In recent years, in accordance with a rapid spread of information relevant apparatuses such as a personal computer, a video camera and a portable telephone, the development of a battery to be utilized as a power source thereof has been active. The development of a high-output and high-capacity battery for an electric automobile or a hybrid automobile has been advanced also in the automobile industry. A lithium ion battery has the advantage that energy density is high among various kinds of batteries.
Liquid electrolyte containing a flammable organic solvent is used for a presently commercialized lithium ion battery, so that a device for restraining temperature rise during a short circuit and a device for preventing the short circuit are necessary therefor. In contrast, a lithium solid state battery all-solidified by replacing the liquid electrolyte with a solid electrolyte layer intends the simplification of the safety device and is excellent in production cost and productivity for the reason that the flammable organic solvent is not used in the battery.
Various methods are known as a method for forming a solid electrolyte layer. In Patent Literature 1, a method for producing a sulfide-based solid state battery, in which sulfide-based solid electrolyte slurry containing a sulfide-based solid electrolyte, a binder and a fatty acid ester is prepared and coated on one electrode to form an electrolyte layer and laminate the other electrode on the electrolyte layer, is disclosed. Also, in Patent Literature 2, a blast method and an aerosol deposition method are exemplified as a method for forming an electrolyte with a membrane thickness of 500 μm or less, composed substantially of only a lithium ion conductive solid substance.
Also, in Patent Literature 3, a blast method, an aerosol deposition method, a cold spray method, a sputtering method, a vapor growth method and a thermal spraying method are exemplified as a method for forming a solid electrolyte layer.

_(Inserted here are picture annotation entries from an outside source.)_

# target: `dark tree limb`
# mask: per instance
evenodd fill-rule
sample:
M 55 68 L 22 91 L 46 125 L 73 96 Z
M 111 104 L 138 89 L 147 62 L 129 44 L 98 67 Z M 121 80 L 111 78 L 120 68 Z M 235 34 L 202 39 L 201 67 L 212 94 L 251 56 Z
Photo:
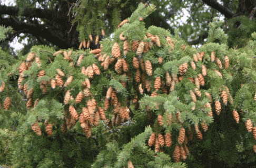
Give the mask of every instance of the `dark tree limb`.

Also, in Patent Literature 4, a method for producing a nonaqueous electrolyte battery, in which a cathode body having an amorphous cathode side solid electrolyte layer on a cathode active material and an anode body having an amorphous anode side solid electrolyte layer on an anode active material layer are prepared and heat-treated while superposing the cathode side solid electrolyte layer and the anode side solid electrolyte layer so as to contact with each other, and bonded by crystallizing the cathode side solid electrolyte layer and the anode side solid electrolyte layer, is disclosed. Incidentally, in Patent Literature 4, a vacuum deposition method, a sputtering method, an ion plating method and a laser ablation method are disclosed as a method for forming the cathode side solid electrolyte layer (PSE layer).